Their study focused on a limited number of trials concerning a single medical condition,
but many of the issues it raises apply to all trials. It is known that most trials
include some patients whose outcomes are ultimately not known, and for which an ITT
analysis is not possible without some type of imputation (although authors commonly
mislabel available case analyses as ITT).12,13
Whichever imputation approach is used, it is desirable to report analyses with and
without imputation. Also, it may be valuable to explore different imputation approaches.

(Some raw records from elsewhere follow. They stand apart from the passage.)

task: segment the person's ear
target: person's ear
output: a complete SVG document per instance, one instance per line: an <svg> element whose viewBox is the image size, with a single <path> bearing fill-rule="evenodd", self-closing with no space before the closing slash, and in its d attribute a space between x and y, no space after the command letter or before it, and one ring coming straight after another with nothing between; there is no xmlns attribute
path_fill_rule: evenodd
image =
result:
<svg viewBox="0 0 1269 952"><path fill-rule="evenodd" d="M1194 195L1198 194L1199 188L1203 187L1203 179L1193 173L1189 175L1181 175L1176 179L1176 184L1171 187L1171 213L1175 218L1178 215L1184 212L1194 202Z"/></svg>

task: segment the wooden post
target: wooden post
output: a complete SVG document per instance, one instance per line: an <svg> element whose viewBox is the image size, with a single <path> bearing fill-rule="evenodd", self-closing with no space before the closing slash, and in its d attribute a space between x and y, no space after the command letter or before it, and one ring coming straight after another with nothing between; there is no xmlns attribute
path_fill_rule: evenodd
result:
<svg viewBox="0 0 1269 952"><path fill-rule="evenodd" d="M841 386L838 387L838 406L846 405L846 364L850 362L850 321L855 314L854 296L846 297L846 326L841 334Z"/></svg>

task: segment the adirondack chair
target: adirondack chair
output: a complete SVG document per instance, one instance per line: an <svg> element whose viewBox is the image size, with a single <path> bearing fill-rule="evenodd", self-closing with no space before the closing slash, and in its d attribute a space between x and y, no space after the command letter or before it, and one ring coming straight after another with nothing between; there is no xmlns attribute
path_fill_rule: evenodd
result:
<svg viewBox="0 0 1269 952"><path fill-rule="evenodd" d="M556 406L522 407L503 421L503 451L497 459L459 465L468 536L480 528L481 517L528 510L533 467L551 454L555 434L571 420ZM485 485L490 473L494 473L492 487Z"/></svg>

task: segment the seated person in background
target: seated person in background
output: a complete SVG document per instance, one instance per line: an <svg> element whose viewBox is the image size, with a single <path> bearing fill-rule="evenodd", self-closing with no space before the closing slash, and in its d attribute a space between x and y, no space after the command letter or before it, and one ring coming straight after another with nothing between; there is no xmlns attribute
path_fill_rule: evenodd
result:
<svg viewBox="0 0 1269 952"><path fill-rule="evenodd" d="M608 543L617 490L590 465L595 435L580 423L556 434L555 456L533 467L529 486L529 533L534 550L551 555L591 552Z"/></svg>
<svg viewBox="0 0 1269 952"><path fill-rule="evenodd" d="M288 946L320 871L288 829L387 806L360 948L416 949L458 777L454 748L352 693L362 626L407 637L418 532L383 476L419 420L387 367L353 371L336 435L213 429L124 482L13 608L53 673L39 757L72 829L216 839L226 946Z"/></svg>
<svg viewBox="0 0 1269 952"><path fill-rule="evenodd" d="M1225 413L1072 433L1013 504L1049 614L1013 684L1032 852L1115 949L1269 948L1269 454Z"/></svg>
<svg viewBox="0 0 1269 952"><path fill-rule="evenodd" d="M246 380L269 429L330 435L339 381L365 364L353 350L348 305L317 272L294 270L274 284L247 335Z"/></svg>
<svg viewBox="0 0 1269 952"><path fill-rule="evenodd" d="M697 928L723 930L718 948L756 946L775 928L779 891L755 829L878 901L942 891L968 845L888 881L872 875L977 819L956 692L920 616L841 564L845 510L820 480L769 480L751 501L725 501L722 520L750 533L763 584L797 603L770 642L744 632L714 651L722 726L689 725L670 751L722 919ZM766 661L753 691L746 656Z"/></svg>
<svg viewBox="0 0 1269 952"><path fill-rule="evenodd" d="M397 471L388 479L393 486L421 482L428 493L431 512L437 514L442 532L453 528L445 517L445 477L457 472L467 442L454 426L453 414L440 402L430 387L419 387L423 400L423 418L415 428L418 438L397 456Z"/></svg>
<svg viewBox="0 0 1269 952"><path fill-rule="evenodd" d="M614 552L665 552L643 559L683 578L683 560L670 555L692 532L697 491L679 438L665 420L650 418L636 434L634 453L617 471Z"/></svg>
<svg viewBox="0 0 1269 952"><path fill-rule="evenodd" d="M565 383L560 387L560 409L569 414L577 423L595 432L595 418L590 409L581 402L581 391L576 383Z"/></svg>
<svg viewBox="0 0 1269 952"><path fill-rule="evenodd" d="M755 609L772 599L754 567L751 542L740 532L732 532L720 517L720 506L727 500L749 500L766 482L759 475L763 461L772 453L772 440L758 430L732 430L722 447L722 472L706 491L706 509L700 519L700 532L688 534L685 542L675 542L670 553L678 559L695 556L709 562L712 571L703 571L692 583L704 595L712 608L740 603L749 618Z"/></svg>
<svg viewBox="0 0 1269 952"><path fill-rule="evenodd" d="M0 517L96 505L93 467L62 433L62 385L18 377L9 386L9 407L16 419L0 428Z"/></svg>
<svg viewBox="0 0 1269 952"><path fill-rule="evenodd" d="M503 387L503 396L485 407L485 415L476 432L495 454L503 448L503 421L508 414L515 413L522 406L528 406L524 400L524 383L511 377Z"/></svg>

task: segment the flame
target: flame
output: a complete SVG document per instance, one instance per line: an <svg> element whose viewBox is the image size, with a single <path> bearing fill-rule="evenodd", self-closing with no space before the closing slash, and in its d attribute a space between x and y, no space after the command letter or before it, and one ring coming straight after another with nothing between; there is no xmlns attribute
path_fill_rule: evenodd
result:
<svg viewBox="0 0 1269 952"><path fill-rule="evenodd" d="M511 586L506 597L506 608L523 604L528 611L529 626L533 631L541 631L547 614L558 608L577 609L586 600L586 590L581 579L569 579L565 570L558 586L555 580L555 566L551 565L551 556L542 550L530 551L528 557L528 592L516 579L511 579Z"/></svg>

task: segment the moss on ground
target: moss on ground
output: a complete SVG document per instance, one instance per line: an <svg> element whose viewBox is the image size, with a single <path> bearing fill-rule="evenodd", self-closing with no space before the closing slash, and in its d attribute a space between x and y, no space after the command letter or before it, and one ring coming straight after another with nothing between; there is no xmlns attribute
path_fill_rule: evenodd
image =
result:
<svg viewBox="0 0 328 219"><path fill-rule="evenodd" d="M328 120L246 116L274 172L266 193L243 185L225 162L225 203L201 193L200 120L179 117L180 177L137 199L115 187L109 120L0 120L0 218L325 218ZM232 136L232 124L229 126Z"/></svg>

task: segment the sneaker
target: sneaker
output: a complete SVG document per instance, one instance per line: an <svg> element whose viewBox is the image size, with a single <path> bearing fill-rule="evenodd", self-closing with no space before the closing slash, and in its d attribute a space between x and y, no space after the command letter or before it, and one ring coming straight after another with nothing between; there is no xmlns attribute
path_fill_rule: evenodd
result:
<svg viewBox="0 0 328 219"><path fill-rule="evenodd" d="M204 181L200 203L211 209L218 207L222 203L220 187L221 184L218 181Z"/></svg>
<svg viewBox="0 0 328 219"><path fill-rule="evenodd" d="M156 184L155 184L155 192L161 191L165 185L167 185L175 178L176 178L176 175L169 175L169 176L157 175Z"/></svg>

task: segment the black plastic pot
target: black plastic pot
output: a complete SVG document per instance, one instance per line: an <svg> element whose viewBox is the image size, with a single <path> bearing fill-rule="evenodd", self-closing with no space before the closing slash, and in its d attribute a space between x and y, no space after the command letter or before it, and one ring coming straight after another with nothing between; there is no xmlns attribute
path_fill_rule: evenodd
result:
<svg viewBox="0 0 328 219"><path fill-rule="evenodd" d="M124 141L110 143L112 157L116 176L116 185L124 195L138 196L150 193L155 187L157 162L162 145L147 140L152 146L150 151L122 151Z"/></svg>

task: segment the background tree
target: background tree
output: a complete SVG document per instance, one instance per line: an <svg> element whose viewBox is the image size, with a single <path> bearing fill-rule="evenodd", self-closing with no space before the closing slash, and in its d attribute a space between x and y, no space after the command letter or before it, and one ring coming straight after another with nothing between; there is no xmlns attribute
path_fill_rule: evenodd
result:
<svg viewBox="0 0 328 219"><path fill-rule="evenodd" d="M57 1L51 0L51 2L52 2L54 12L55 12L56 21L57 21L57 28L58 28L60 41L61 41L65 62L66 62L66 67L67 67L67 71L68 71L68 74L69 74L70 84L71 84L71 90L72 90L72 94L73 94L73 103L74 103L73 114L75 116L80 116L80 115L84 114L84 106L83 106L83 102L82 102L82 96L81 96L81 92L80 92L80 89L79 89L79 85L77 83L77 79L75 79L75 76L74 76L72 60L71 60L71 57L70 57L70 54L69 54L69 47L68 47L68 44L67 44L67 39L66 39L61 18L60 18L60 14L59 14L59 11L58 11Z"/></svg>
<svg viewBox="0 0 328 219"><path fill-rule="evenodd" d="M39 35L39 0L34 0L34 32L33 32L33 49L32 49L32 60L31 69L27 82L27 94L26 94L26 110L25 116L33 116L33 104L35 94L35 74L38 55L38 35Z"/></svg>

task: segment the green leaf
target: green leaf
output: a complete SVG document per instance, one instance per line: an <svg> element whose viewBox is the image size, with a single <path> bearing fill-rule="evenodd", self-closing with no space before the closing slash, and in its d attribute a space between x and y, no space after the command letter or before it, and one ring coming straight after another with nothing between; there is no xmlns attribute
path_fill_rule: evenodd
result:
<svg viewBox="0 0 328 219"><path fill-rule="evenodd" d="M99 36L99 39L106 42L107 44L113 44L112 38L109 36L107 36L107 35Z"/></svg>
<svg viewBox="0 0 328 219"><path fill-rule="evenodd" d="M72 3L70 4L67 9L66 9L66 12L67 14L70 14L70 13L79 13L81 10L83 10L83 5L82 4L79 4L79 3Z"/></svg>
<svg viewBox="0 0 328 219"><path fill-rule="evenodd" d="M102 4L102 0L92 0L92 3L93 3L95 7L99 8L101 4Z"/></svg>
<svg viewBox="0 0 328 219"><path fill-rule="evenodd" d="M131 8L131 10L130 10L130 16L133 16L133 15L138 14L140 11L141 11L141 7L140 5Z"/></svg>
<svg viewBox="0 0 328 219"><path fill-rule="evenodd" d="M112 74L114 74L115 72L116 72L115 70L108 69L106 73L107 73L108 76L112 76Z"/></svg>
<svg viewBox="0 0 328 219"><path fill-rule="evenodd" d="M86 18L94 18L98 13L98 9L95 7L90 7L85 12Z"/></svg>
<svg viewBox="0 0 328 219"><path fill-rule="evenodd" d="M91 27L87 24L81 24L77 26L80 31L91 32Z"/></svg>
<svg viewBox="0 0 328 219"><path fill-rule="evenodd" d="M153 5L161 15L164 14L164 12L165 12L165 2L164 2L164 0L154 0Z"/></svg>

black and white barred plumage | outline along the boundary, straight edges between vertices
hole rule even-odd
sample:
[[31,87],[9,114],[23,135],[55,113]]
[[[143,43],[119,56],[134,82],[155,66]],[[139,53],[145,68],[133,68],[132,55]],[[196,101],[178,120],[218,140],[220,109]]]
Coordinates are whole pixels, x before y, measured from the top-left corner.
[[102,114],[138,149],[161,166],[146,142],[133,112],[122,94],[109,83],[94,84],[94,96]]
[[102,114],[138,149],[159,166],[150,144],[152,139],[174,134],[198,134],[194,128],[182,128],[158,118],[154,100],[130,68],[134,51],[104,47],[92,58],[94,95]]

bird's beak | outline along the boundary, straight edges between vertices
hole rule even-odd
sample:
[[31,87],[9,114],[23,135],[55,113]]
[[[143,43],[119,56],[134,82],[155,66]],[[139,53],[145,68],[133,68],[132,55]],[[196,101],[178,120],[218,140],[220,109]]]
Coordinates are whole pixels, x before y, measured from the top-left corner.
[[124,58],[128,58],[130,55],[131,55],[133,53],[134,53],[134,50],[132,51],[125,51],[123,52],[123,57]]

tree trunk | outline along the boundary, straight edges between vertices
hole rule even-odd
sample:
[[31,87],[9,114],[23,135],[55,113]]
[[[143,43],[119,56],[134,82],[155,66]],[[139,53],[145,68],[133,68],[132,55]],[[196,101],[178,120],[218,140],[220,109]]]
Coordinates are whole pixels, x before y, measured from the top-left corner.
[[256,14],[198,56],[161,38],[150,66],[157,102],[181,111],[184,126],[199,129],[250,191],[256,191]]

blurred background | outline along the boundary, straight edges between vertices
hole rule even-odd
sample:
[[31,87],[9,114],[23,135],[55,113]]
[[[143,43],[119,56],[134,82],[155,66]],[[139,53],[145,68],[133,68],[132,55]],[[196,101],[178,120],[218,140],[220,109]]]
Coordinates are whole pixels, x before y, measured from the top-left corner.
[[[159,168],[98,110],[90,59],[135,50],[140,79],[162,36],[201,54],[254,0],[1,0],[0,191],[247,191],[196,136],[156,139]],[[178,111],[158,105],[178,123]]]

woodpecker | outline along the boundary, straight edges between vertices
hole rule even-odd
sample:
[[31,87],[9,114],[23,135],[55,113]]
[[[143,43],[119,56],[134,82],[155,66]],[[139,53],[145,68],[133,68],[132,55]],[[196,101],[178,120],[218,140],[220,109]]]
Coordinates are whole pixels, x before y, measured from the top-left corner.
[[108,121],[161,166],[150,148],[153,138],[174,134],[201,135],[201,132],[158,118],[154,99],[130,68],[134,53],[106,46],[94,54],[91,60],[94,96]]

As Molnar and colleagues suggest, “the onus is on the investigators who publish these
trials to disprove the possibility that these analyses have introduced bias by performing
ITT sensitivity analyses … . This is particularly true for those studies demonstrating
higher dropout rates in treatment groups.”11
A further important issue is that this information should be included in the report
of a trial. The CONSORT (Consolidated Standards for Reporting of Trials) Statement
recommends that authors specify the methods used for all statistical analyses reported.14
The statement’s accompanying explanatory paper included various comments on ITT analysis,
but there was no specific mention of imputation.15 Noting that omission, Shapiro wrote:
“A variety of options are available to handle missing data from participants who drop
out of the trial and it is important for readers to know what strategy the investigators
adopted. Without such information, the fact that an intent-to-treat analysis was carried
out is only partially informative.”16 That omission will be remedied in the forthcoming
2009 update of the CONSORT Statement.
Transparency of reporting facilitates reliable appraisal of the quality and relevance
of health research.17 Successful transparency may be judged by whether others are
able to reproduce all the methods used. The International Committee of Medical Journal
Editors makes the sensible recommendation to “[d]escribe statistical methods with
enough detail to enable a knowledgeable reader with access to the original data to
verify the reported results” (http://www.icmje.org/). That is very sound advice for
all research articles, not just RCTs; indeed, I see no reason why it should not apply
to all study methods.
Molnar and colleagues have gone further than Shapiro by suggesting that the CONSORT
group should give guidance on methods for analysing trials when data are missing.11
However, because the purpose of the CONSORT group is to give guidance on the reporting
of what was done, and not to advise on what is good or bad methodology, such guidance
will not come from that source. But, given that so many others have warned about the
dangers of LOCF analysis, it seems clear that its use as the sole form of analysis
should be discontinued.8,9,16,18,19
Finally, as Liu and colleagues observed, it is important in the design and conduct
of studies to try to prevent losses to follow-up and to try to minimize the bias caused
by the inevitable missing data.20 To that end, they provide helpful guidance for both
the conduct and reporting of RCTs where missing outcomes are likely:
discuss at the planning stage methods and procedures that maximize the chance of retaining
patients (e.g., short course of rescue medicine),
continue to collect data post-withdrawal to preserve the ITT population,
document the reasons for missing data,
anticipate and investigate the types of missing data,
pre-specify primary as well as sensitivity statistical analyses,
fully report the extent and pattern of missing data,
support conclusions based on results from the planned analyses with proper sensitivity
assessment.20
Adherence to this advice will lead to better design, analysis, reporting and interpretation
of future trials in all medical specialties.